Reportaże z Japonii, Karoliny Bednarz, odsłaniają wstydliwe tajemnice, które w dużej mierze dotyczą pozycji kobiet. W Polsce też istnieje problem przemocy i braku systemowego wsparcia dla jej ofiar, jednak u nas przemoc nie wynika z tradycji, jak to bywa w Japonii. Przemoc w tym kraju jest usankcjonowana, akceptowana i społecznie tolerowana – nawet jeśli prawo stanowi, że powinno być inaczej. Z każdym kolejnym rozdziałem coraz mocniej współczułam Japonkom, uwikłanym w powinności wobec rodziny, dzieci, pracodawcy, społeczeństwa, a nawet narodu. Okazuje się, że kobiety w Japonii nie mogą być tym, kim chcą, a jeśli odważą się na postawienie na swoim muszą się liczyć z mnóstwem konsekwencji – osamotnieniem, społecznym wykluczeniem czy brakiem akceptacji rodziny.

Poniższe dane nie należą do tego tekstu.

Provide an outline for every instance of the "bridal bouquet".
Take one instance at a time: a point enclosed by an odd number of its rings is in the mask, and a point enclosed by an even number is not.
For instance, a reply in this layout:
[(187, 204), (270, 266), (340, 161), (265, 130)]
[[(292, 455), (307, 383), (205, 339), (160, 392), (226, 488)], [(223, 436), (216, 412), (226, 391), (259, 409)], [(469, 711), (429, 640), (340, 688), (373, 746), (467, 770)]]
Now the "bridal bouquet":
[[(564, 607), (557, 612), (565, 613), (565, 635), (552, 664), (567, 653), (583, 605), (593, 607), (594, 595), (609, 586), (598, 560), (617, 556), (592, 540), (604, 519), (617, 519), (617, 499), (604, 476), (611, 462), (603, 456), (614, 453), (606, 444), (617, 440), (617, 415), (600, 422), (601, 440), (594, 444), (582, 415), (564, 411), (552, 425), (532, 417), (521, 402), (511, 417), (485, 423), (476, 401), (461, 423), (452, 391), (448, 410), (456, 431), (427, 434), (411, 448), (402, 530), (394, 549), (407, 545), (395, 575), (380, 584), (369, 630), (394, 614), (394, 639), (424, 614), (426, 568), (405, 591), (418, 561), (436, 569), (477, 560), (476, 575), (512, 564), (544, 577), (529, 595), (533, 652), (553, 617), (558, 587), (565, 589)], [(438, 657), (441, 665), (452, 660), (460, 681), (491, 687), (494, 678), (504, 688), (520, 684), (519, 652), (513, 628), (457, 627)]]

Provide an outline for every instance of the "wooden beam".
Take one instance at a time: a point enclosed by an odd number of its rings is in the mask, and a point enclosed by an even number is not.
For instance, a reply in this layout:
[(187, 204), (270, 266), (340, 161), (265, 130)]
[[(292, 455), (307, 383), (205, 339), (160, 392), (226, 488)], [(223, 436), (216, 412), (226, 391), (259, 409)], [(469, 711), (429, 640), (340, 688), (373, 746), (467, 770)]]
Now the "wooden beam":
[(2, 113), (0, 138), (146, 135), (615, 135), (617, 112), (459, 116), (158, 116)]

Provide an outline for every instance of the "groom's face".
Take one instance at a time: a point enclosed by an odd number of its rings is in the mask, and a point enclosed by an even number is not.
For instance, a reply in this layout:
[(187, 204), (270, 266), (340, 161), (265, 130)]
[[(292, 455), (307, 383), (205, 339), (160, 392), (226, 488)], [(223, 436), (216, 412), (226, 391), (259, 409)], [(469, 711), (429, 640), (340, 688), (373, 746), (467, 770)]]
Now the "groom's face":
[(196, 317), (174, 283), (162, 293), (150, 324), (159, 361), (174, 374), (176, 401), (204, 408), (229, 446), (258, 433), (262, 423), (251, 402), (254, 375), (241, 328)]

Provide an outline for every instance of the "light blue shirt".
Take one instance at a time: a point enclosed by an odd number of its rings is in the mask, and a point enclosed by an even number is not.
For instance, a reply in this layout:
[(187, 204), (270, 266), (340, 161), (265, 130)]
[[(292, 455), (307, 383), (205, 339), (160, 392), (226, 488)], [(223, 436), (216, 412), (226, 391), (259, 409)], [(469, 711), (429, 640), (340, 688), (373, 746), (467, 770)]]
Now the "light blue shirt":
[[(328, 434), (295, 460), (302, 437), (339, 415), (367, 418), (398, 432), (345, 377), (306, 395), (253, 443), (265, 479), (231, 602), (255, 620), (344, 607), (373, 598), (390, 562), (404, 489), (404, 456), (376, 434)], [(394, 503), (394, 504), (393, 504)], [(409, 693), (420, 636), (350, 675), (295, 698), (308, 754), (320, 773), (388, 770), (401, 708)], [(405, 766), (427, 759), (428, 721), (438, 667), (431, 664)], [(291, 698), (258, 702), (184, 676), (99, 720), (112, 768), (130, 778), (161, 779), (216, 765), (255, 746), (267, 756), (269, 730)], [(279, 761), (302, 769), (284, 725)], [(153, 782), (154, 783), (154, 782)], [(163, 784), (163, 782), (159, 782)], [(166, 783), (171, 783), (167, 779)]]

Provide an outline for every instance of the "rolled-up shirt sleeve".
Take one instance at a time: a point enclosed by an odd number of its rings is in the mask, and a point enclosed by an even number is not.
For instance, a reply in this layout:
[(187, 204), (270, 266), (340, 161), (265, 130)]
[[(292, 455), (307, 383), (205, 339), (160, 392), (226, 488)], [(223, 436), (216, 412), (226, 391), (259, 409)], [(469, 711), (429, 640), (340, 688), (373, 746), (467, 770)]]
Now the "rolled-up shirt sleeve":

Nie dla nich kierownicze stanowiska w korporacjach, wysokie urzędy, bycie szefową sushi baru czy ring sumo. Nawet nie wszystkie góry są dla nich dostępne. Kobiety powinny być czyste, ciche, potulne i posłuszne, każda z nich powinna przede wszystkim być żoną i matką, nikim więcej.
Karolina Bednarz w swoim reportażu dotknęła wielu tematów, przytacza mnóstwo poruszających historii, wzbudza ciekawość, pokazuje realia życia kobiet w Japonii. Oczywiście nie wszystkie z nich są zahukane, stłamszone i nieszczęśliwe. Są buntowniczki, które zawalczyły o siebie, przeciwstawiły się tradycji, są kobiety, które przebiły szklany sufit i osiągnęły zawodowy sukces, takie, które pokazują, że można żyć inaczej. Tyle tylko, że są one mniejszością.